Head SHA: a39a96f36030b81e32eda29525720f239f9cbf52

Overall Assessment

⚠️ Needs changes

Highest unmitigated finding: the prior panel=False survey-power blocker is only partially fixed. The PR now rejects panel-only estimator classes, but it still does not enforce panel-mode alignment between the survey DGP and CallawaySantAnna.panel.

Executive Summary

Re-review: the earlier over-broad covariate_effects rejection appears resolved. The survey path now blocks only effect-heterogeneity settings that really break the scalar-truth accounting (heterogeneous_te_by_strata and nonzero te_covariate_interaction). diff_diff/power.py:L1916-L1945
The analytical deff change is methodologically acceptable as implemented. The Registry explicitly documents multiplicative variance and sample-size inflation, and the code applies that rule consistently through power/mde/sample_size and the convenience wrappers. docs/methodology/REGISTRY.md:L2257-L2257, diff_diff/power.py:L1240-L1531, diff_diff/power.py:L2950-L3096
The remaining blocker is panel-mode alignment. survey_config only gates panel=False by estimator class name, so both CallawaySantAnna() + repeated-cross-section DGP and CallawaySantAnna(panel=False) + default panel DGP remain reachable. diff_diff/power.py:L1946-L1954, diff_diff/power.py:L2068-L2142
That mismatch conflicts with the source contracts: the survey DGP documents panel=False only for CallawaySantAnna(panel=False), while CallawaySantAnna.fit() enforces different unit-ID requirements for panel and repeated-cross-section modes. diff_diff/prep_dgp.py:L1251-L1255, diff_diff/staggered.py:L1390-L1455, diff_diff/staggered.py:L1760-L1763
New tests only cover panel-only rejection and the fully aligned repeated-cross-section happy path; they do not cover either misaligned CallawaySantAnna combination. tests/test_power.py:L2425-L2448

Methodology

Re-review status: the prior covariate_effects concern looks addressed, but the prior panel=False methodology/assumption issue is not fully closed.

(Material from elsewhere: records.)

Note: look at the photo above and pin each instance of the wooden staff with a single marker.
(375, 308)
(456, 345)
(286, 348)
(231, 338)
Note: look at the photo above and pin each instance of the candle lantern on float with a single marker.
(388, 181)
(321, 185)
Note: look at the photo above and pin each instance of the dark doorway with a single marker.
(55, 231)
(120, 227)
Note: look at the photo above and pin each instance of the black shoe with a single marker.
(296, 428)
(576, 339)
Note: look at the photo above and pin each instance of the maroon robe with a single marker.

Severity P1. Impact: survey_config exposes panel as a survey-DGP passthrough, but the validation only checks estimator class name. That leaves two unsupported combinations reachable: CallawaySantAnna() with data_generator_kwargs={"panel": False} and CallawaySantAnna(panel=False) with the default survey DGP (panel=True). The survey DGP explicitly says repeated cross-sections are for CallawaySantAnna(panel=False), and CallawaySantAnna.fit() uses mutually exclusive panel vs RCS contracts. In practice this means the new survey-power API still accepts inputs that should be rejected up front and instead fail later during fitting/simulation. Concrete fix: determine the effective survey DGP panel flag before simulation and require it to match CallawaySantAnna.panel exactly, or infer it automatically from the estimator and reject any override mismatch. diff_diff/power.py:L1946-L1954, diff_diff/power.py:L2068-L2142, diff_diff/prep_dgp.py:L1251-L1255, diff_diff/staggered.py:L1390-L1455, diff_diff/staggered.py:L1760-L1763
Severity P3. Impact: no action required on deff. The implementation matches the Registry’s documented approximation, so this is a documented methodology choice rather than a defect. Concrete fix: none. docs/methodology/REGISTRY.md:L2257-L2257, diff_diff/power.py:L1240-L1531

Code Quality

No new findings in the changed code beyond the panel-alignment validation gap above.

Performance

No new findings in the changed code.

Maintainability

No new findings in the changed code.

Tech Debt

No TODO.md entry under “Tech Debt from Code Reviews” covers the panel-alignment or docs/test gap above, so they remain unmitigated. TODO.md:L51-L97

Security

No new findings in the changed code.

Documentation/Tests

Severity P2. Impact: the new survey tests assert rejection for TwoWayFixedEffects() with panel=False and a positive case for CallawaySantAnna(panel=False) with panel=False, but they do not cover the two misaligned CallawaySantAnna configurations that remain reachable. The new Registry note also still presents panel as a generic survey-DGP passthrough, instead of documenting the required coupling between panel=False and CallawaySantAnna(panel=False). Concrete fix: add explicit negative tests for both misaligned CS combinations, and tighten the survey-power docs to say that repeated-cross-section survey power is only supported for CallawaySantAnna(panel=False) with a matching panel=False DGP (unless the code is changed to infer that automatically). tests/test_power.py:L2425-L2448, docs/methodology/REGISTRY.md:L2258-L2258
Validation note: I could not run the test suite in this environment because the local Python environment is missing numpy, so this is a source-only review.

Path to Approval

Add upfront validation in simulate_power() so the survey DGP’s effective panel mode and CallawaySantAnna.panel cannot disagree. Reject both mismatch directions before entering the simulation loop, or infer the DGP mode directly from the estimator and reject conflicting overrides.
Add regression tests for:
1. CallawaySantAnna() with survey_config and data_generator_kwargs={"panel": False}.
2. CallawaySantAnna(panel=False) with survey_config and no panel=False DGP override.
Update the survey_config Registry/docstring text so panel is documented as a constrained estimator/DGP interaction, not a generic passthrough for all survey-supported configurations.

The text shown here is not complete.